Subways and Light Rapid Transit

Subways and Light Rapid Transit Subways, sometimes referred to as heavy rail transit, are urban, electric, rapid-transit lines capable of carrying large numbers of people: between 20 000 and 40 000 passengers per hour in each direction. No other traffic is permitted to interfere with the separate rights-of-way of subway trains. Most subways are underground, hence the name, but portions can be at grade (ground level) with suitable fences or barriers, depressed in a cut without covering, or even elevated. Power is supplied to the trains by means of a "third rail," although overhead wire is sometimes also used. Station platforms are built at the same level as the floor of the subway car, eliminating steps for entry and exit. Fare collection occurs in stations rather than on vehicles, and a full signal system is used for operation to ensure safety. Light rail transit is simpler and less costly than a subway but also has less capacity, between 8000 and 20,000 passengers per hour in each direction. The vehicles are lighter than subway cars and are essentially streetcars. The right-of-way may be only partially separated, with grade crossings and portions of a line operating in mixed traffic on the street. Power collection is from overhead wires; passenger loading may use platforms or steps or both, and fare collection can be either on board or at the stations. Light rail systems are usually, but not always, signalized (see STREET RAILWAYS).

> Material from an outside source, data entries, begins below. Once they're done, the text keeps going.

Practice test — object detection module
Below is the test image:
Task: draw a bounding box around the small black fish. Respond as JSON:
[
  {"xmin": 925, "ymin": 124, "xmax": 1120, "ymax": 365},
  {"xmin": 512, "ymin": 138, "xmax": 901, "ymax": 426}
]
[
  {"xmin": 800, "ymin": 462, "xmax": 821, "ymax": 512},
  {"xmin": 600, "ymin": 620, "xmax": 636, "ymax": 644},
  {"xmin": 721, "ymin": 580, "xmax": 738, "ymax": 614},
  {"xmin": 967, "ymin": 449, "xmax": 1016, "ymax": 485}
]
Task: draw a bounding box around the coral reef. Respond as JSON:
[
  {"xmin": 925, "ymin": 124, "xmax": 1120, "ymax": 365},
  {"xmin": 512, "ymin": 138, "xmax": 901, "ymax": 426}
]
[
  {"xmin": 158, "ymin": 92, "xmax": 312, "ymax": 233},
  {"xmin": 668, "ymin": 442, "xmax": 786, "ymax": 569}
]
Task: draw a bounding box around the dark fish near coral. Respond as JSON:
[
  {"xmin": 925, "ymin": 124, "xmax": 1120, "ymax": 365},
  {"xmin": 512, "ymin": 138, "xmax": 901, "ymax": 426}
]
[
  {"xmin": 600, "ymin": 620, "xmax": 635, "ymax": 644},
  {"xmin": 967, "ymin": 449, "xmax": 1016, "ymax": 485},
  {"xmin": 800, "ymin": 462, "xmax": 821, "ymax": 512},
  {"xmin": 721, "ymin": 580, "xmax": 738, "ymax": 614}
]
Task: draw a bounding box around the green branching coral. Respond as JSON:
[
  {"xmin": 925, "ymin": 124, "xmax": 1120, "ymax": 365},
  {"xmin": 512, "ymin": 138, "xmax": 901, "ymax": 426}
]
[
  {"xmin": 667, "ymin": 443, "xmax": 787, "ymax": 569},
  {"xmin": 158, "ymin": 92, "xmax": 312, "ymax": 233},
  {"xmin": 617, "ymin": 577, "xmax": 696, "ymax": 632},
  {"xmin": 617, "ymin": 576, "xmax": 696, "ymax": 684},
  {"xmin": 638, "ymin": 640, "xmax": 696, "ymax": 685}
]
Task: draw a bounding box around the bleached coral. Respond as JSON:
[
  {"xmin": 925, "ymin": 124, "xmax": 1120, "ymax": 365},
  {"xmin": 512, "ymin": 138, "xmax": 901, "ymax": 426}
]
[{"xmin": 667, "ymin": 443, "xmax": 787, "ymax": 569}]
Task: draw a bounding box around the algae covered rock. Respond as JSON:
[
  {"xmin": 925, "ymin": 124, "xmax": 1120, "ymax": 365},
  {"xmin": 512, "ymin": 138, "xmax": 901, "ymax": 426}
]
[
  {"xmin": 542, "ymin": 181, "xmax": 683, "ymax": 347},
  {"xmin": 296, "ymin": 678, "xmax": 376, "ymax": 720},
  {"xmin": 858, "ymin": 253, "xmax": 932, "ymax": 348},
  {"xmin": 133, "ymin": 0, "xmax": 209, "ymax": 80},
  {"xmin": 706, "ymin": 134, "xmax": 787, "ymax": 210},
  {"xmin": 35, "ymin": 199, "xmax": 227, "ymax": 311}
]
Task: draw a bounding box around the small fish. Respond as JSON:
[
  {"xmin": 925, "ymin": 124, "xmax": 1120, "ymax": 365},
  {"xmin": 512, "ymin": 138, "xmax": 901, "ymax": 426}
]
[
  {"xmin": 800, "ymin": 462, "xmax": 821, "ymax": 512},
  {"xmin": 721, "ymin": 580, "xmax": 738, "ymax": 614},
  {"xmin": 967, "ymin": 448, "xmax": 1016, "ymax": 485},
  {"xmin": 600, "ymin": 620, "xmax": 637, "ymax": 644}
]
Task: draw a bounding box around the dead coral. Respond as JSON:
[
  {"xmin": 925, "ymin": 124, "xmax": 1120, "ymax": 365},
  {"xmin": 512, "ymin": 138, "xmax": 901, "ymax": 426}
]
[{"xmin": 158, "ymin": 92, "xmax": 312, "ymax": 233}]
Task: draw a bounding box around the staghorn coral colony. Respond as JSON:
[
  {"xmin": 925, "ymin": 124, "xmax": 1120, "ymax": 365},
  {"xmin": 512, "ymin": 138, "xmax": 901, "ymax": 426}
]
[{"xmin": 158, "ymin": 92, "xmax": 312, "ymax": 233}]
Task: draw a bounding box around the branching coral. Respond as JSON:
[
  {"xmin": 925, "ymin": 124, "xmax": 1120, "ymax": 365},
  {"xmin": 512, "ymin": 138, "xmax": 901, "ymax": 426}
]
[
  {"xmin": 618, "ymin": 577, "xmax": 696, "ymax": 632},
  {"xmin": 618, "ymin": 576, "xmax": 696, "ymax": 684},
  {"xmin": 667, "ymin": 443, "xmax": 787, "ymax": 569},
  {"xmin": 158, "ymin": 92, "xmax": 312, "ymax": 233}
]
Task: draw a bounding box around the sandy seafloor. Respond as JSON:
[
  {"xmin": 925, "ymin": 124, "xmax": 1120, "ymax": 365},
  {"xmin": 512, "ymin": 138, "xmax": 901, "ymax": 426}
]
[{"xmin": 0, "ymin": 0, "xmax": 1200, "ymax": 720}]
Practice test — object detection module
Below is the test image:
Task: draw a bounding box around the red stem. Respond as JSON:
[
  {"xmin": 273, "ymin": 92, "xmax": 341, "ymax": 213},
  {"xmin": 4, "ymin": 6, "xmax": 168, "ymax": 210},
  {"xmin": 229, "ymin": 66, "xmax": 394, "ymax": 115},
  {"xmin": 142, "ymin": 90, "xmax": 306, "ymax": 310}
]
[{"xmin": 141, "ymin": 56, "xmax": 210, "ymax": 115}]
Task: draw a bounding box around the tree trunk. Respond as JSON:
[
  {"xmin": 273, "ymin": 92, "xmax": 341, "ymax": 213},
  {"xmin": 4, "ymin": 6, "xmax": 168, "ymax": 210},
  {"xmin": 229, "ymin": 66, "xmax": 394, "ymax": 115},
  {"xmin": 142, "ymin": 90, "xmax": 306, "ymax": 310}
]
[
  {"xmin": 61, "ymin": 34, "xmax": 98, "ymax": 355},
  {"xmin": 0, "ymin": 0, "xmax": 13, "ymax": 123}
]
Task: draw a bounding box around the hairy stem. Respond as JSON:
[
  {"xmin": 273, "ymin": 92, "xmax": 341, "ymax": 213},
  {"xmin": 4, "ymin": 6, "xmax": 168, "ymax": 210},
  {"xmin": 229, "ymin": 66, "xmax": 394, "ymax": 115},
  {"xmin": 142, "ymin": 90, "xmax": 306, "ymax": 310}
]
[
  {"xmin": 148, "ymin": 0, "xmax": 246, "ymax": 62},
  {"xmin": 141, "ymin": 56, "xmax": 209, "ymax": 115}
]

Canada has 2 subway systems, in Toronto and Montréal. Toronto had the first system, with the Yonge St line (7.4 km in length) opening in March 1954. The Toronto system was expanded in stages; by 1998 it was operating 640 subway cars along 55 km, serving 66 stations on 3 major lines. The Montréal system opened its initial portion in 1966, with 3 lines, 26 stations and a total length of 22 km. At the end of the 1990s it was 60.85 km long and had 65 stations and 4 lines. The Toronto subway cars are 3.15 m in width, with steel wheels running on rails. The Montréal cars are 2.5 m in width, and use rubber tires.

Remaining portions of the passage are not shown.